“Well, well, Nie; the fact is, we passed so pleasant an existence in the Sans Pareil, that time really glided away as if we had been in dreamland all the while. We sailed away to the far north in the early spring of the year. We didn’t go after either seals or whales; but we did have the sport for all that. Our captain was one of those real gentlemen that you do find now and then commanding ships in the Royal Navy. Easy-going and complacent, but a stickler for duty and service for all that. There wasn’t a man or officer in the ship who wouldn’t have risked his life at any moment to please him—ay, or laid it down in duty’s cause. Indeed, the men would any day do more for Captain Mann’s nod and smile, than they would do for any one else’s shouted word of command.

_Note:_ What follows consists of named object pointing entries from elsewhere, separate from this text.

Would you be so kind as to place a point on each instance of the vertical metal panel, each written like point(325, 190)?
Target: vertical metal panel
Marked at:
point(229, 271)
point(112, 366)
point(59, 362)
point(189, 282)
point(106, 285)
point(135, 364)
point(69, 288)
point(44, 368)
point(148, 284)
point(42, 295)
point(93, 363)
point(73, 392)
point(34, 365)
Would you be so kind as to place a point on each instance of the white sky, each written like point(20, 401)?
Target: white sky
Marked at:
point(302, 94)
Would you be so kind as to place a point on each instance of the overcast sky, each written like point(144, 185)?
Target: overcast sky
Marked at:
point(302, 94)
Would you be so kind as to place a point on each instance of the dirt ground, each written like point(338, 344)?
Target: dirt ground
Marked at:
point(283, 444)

“We dredged our way up north to Greenland. It was a stormy spring. We often had to lie-to for a whole week together; but we were a jolly crew, and well-officered, and we had on board two civilians—Professor kind of chaps I think they were—and they were the life and soul of the whole ship. Whenever we could we took soundings, and hauled up mud and shingle and stuff from the bottom of the dark ocean, even when it was a mile deep and more. But when that mud was washed away, and the living specimens spread out and arranged on bits of jet-black paper, what wonders we did see, to be sure! Our Scotch doctor called them ‘ferlies’: he called everything wonderful a ‘ferlie.’ But these particular ferlies, Nie, took the shape of tiny wee shells of all the colours in the rainbow, and funny wee fishes, some not bigger than a pin-point. But, oh! the beauty, the more than loveliness of them! The roughest old son of a gun on board of us held up his hands in admiration when he saw them. We cruised all round Spitzbergen, and all down the edge of the eastern pack ice. We shot bears and foxes innumerable; walruses, narwhals, seals, and even whales fell to our guns; while the number of strange birds we bagged and set up would have filled a museum.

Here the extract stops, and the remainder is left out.